Consider the following definition of our familiar conditional:

ifThenElse :: Bool → a → a → a
ifThenElse True  t f = t
ifThenElse False t f = f

In a strict language, where there are only two boolean values, these two clauses have a straightforward reading. (The reading is less straightforward when patterns overlap, as mentioned in Lazier function definitions by merging partial values.) In a non-strict language like Haskell, there are three distinct boolean values, not two. Besides True and False, Bool also has a value ⊥, pronounced “bottom” for being at the bottom of the information ordering. For an illustration and explanation of information ordering, see Merging partial values.

Note: In Haskell code, ⊥ is sometimes denoted by “undefined“, which can be confusing, because the meaning is defined precisely. There are many other ways to denote ⊥ in Haskell, and it is impossible to determine whether or not an arbitrary Haskell expression denotes ⊥. I’ll generally use “⊥” in place of “undefined” in this post, as well as for the corresponding semantic value.

The two-clause definition above only addresses two of the three possible boolean values explicitly.

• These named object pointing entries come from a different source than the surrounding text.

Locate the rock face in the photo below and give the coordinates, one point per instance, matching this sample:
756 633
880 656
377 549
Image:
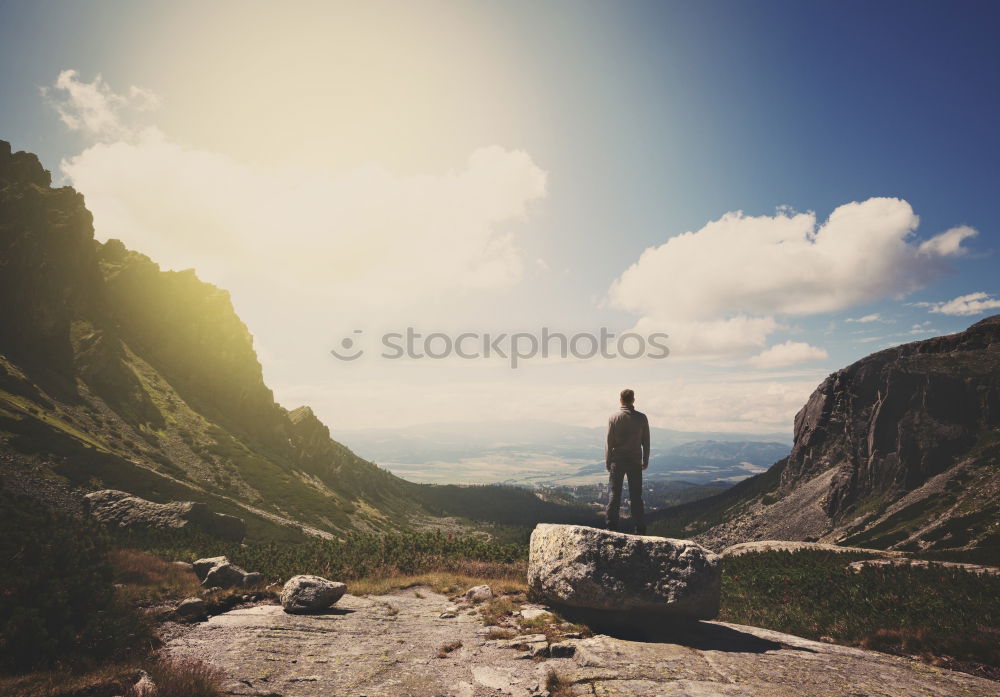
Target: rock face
577 566
479 594
203 566
307 593
368 649
219 572
899 450
124 510
192 608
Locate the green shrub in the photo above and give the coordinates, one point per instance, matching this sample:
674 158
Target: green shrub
358 555
58 601
933 612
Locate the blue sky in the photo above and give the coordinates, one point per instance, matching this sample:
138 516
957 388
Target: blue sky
603 130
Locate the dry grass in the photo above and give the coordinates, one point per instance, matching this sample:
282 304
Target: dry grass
181 678
496 610
500 633
173 678
446 649
62 683
145 578
446 582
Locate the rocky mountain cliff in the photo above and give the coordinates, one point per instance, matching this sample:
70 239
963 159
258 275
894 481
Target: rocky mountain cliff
117 374
899 450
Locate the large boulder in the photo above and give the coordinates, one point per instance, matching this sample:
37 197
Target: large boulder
307 593
125 510
575 566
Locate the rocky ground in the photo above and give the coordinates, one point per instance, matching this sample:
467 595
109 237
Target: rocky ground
417 643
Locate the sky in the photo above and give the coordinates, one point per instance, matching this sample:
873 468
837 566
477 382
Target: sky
779 187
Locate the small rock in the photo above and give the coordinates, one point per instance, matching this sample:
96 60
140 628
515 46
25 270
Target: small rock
562 650
203 566
532 613
539 650
479 594
224 575
307 593
191 608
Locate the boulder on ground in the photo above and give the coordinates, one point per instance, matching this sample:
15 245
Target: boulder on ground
580 567
479 594
125 510
253 578
191 608
224 575
307 593
203 566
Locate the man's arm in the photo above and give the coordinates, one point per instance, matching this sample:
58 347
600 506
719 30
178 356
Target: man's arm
645 443
609 445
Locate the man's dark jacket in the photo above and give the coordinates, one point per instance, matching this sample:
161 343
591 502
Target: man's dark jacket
628 438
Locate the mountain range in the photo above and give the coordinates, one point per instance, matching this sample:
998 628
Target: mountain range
900 450
117 374
542 453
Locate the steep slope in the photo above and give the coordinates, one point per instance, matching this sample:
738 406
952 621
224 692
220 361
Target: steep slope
899 450
117 374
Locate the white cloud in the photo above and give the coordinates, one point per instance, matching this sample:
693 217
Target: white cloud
711 404
94 108
971 304
371 235
949 243
739 272
787 354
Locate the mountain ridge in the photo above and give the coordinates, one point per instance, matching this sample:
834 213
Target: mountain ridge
117 374
899 450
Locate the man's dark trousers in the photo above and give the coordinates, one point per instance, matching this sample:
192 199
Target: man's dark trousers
616 477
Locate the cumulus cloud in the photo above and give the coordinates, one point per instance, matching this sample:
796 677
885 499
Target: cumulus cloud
754 268
964 305
788 354
93 108
697 404
949 243
370 234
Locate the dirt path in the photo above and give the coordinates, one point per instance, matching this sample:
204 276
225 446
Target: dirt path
388 646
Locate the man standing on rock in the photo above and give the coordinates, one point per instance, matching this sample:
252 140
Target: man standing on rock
626 454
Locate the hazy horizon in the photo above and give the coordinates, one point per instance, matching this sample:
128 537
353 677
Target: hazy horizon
781 188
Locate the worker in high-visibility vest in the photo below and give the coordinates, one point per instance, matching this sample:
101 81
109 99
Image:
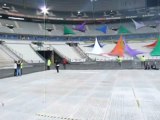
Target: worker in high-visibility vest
143 61
21 67
49 64
119 60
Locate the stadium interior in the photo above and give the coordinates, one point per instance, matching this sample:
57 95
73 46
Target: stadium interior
90 35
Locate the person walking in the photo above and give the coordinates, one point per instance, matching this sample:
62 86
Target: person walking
143 61
64 63
57 65
18 68
119 60
15 68
21 67
48 64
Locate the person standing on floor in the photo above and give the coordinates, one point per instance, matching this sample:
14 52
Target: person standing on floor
143 61
48 64
18 68
21 66
57 65
119 60
15 68
64 63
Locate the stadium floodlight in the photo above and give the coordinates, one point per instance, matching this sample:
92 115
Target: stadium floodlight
44 10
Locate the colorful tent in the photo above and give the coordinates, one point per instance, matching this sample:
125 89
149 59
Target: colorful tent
118 49
68 31
96 49
92 45
138 25
152 45
123 30
156 50
130 51
103 29
81 27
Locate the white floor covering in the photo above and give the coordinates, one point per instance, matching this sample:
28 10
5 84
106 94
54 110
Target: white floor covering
81 95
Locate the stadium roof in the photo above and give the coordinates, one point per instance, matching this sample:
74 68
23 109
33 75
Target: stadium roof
79 5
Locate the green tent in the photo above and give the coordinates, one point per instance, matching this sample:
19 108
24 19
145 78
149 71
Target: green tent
68 31
123 30
156 50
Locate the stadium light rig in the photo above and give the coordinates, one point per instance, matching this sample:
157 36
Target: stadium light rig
44 10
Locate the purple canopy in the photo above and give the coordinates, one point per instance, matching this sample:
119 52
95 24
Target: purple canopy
81 27
130 51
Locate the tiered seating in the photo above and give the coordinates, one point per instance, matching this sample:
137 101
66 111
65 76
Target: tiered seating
67 52
24 51
5 59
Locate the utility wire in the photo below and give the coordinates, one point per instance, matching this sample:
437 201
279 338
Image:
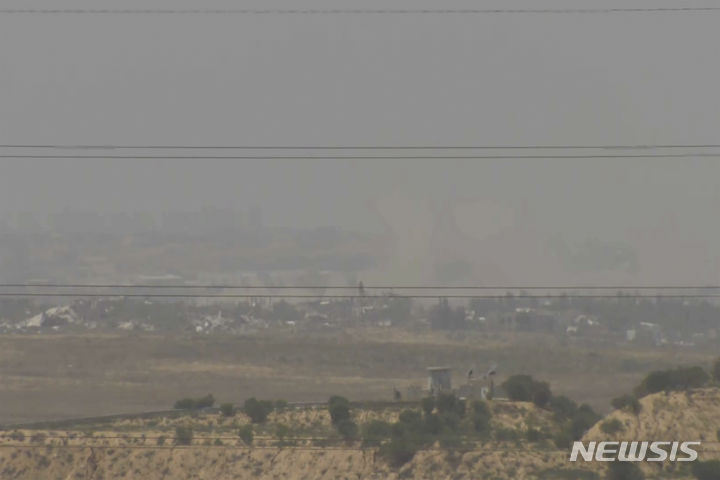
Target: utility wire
355 147
414 11
361 157
318 296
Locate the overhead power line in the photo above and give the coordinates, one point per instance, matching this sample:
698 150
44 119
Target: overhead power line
355 287
348 296
358 147
333 11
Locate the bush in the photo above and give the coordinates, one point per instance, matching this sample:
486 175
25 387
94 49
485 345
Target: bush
612 426
195 403
257 411
533 435
347 429
624 471
716 370
449 403
282 431
584 418
339 408
523 388
681 378
428 405
227 410
481 416
183 435
563 407
709 470
246 434
628 402
433 424
205 402
374 432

What, if anything, does it say indirectly about the meaning of an application like “ifThenElse ⊥ 3 5“?

The Haskell language standard gives an operational answer to this question. Clauses are examined, using pattern matching to select a clause and instantiate that clause’s variables. In case more than one clause matches, the earlier one is chosen.

Pattern matching has three possible outcomes:

  • A single substitution, providing variable bindings that specialize the patterns in a clause’s left-hand side (LHS) to coincide with the actual call. The matching uses semantic, not syntactic, equality and can require forcing evaluation of previously unevaluated thunks (delayed computations).
  • Proof of the nonexistence of such a substitution.
  • Neither conclusion, due to an error or nontermination during evaluation.

In this example, the effort to match True against ⊥ leads to the third outcome. For Haskell as currently defined, the result of the application in such a case is then defined to be ⊥ also. Which is to say that ifThenElse is strict (in its first argument).

So strictness is the Haskell answer, but is it really the answer we want? Are there alternatives that might better fit the spirit of non-strict functional programming?